An open-source AI research assistant that connects any LLM to your internal knowledge sources and enables real-time team collaboration through chat, serving as an alternative to NotebookLM, Perplexity, and Glean.
One-Minute Overview#
SurfSense is an open-source AI research assistant that lets you connect any large language model to your internal knowledge sources and enable real-time team collaboration through chat.
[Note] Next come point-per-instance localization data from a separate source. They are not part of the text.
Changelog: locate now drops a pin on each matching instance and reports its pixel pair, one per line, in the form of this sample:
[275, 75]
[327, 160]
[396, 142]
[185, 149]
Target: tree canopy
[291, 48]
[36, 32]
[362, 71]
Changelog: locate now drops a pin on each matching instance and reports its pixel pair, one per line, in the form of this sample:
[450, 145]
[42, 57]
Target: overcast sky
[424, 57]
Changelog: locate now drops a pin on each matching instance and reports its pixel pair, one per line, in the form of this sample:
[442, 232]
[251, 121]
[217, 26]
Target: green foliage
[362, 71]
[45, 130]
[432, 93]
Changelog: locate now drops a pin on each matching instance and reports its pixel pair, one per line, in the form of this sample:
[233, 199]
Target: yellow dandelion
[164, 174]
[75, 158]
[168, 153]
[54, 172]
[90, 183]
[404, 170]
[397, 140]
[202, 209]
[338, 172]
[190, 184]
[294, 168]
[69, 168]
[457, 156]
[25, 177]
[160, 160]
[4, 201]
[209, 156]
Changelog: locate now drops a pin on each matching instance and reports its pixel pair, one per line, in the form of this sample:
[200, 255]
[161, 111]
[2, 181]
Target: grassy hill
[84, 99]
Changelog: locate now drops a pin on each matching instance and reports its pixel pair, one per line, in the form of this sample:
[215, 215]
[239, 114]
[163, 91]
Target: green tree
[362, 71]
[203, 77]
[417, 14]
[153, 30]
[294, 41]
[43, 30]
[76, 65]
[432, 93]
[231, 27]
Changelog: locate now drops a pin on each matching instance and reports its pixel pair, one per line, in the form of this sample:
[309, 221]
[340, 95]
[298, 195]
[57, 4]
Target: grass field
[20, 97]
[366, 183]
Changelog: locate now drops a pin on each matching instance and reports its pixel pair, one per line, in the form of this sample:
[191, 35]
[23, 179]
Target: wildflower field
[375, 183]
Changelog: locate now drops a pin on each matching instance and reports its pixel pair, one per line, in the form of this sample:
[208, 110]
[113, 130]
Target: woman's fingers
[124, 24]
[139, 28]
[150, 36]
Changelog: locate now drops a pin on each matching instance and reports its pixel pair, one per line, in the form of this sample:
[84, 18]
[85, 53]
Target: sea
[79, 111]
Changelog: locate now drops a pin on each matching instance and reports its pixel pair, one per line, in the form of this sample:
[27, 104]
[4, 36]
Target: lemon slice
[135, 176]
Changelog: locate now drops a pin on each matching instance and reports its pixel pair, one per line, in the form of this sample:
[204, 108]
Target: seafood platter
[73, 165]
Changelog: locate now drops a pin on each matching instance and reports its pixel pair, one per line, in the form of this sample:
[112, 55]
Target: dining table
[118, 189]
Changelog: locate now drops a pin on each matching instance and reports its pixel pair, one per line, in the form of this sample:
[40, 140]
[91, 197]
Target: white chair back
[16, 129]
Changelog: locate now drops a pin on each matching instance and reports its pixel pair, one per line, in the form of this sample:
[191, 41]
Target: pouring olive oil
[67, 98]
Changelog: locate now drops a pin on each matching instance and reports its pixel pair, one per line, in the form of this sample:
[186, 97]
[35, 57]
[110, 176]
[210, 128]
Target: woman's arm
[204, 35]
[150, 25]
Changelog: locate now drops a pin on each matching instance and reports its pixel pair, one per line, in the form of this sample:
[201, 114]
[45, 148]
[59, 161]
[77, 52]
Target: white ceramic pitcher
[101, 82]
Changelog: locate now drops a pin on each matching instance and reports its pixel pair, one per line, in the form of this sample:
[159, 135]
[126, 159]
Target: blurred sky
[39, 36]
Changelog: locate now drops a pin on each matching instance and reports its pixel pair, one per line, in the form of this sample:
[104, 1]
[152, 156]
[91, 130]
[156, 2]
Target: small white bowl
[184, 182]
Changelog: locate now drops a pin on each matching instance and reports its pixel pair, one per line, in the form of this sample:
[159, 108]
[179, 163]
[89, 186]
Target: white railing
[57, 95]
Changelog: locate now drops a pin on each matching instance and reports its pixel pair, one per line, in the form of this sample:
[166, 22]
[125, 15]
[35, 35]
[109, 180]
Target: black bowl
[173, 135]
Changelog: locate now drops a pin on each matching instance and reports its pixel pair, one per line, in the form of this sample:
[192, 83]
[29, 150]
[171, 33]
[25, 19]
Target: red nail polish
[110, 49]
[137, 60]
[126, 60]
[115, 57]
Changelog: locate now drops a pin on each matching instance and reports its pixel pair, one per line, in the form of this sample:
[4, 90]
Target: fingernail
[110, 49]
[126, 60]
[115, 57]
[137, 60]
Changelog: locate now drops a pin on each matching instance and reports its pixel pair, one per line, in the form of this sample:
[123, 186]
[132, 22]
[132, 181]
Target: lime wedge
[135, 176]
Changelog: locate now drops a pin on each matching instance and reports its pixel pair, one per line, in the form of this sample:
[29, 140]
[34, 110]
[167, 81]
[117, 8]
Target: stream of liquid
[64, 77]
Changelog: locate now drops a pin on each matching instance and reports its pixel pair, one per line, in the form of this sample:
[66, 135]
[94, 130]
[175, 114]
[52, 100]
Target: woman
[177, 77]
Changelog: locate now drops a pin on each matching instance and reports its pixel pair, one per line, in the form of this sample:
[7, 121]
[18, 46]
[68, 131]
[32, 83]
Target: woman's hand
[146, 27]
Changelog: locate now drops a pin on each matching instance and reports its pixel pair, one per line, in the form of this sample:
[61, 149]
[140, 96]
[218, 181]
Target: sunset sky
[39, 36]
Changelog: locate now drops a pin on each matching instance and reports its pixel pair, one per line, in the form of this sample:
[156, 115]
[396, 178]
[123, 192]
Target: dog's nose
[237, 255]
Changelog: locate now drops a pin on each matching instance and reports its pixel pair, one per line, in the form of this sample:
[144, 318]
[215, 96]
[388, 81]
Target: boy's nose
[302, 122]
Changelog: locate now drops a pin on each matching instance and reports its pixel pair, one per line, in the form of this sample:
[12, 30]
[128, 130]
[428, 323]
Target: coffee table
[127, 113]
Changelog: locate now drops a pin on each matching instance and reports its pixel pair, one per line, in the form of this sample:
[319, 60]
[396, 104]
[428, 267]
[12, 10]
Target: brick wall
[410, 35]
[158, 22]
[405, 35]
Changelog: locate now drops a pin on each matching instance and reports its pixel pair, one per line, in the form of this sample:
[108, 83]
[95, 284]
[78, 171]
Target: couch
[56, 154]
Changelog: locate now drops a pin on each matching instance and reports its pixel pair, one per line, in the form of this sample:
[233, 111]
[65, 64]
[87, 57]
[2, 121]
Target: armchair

As an alternative to NotebookLM, Perplexity, and Glean, it supports uploading 50+ file formats, knowledge base searching, citation-based answers, and offers both local LLM support and self-hosting options.
Core Value: Connect any LLM to your internal knowledge sources for real-time team collaboration with citation-based answers.
Quick Start#
Installation Difficulty: Medium - Offers multiple deployment options including one-click Docker and full Docker Compose production setup.
# Quick Docker deployment
docker run -d -p 3000:3000 -p 8000:8000 \
-v surfsense-data:/data \
--name surfsense \
--restart unless-stopped \
ghcr.io/modsetter/surfsense:latest
Is this suitable for me?
- ✅ Knowledge Management Teams: Need to connect internal documents, Slack messages, Jira tickets into a searchable knowledge base
- ✅ Research Analysts: Require fast search and query capabilities across extensive document collections
- ❌ Simple Personal Use: If you only need basic document summarization, this may be overly complex
Core Capabilities#
1. Multi-format File Upload - 50+ File Formats#
Supports various formats including documents, images, and videos to save content to your personal knowledge base. Real Value: Upload any type of work material without format conversion to establish a comprehensive knowledge base
2. Knowledge Base Search - Hybrid Search Technology#
Uses semantic + full-text hybrid search with date filtering and connector-specific queries. Real Value: Quickly find information regardless of content format or structure
3. Cited Answers - Perplexity-style Responses#
Get natural language answers with source citations for verifiability. Real Value: Enhance answer credibility with traceable information sources
4. Team Collaboration with RBAC - Role-Based Access Control#
Implements role-based access control for search spaces with customizable team roles. Real Value: Securely share knowledge bases while maintaining granular document access controls
5. Podcast Generation - Fast Audio Content Creation#
Generate engaging audio podcasts from chat conversations or knowledge base content. Real Value: Transform research content into shareable audio format
Tech Stack & Integration#
Development Languages: Python (backend), TypeScript (frontend) Main Dependencies: FastAPI, PostgreSQL (with pgvector), Next.js, React, LangChain, Deep Agents Integration Method: Browser extension, API integration, supports processing of 50+ file formats
Ecosystem & Extensions#
- Plugins/Extensions: Browser extension for saving web pages, including those behind authentication
- Integration Capabilities: Connects to multiple external sources including Google Drive, Slack, Microsoft Teams, Jira, Confluence, Notion, Gmail, YouTube, GitHub, and more
Maintenance Status#
- Development Activity: Actively developed, though not yet production-ready, with ongoing iterations
- Recent Updates: Frequent releases with new features and improvements
- Community Response: Active Discord community for support and contribution
Commercial & Licensing#
License Type: Not explicitly specified
- ✅ Commercial Use: Open source project, typically allowed for commercial use
- ✅ Modification: Open source project, typically allows modification
- ⚠️ Restrictions: Specific license terms to be confirmed
Documentation & Learning Resources#
- Documentation Quality: Moderate, with installation guides and basic instructions
- Official Documentation: Detailed API documentation available (http://localhost:8000/docs)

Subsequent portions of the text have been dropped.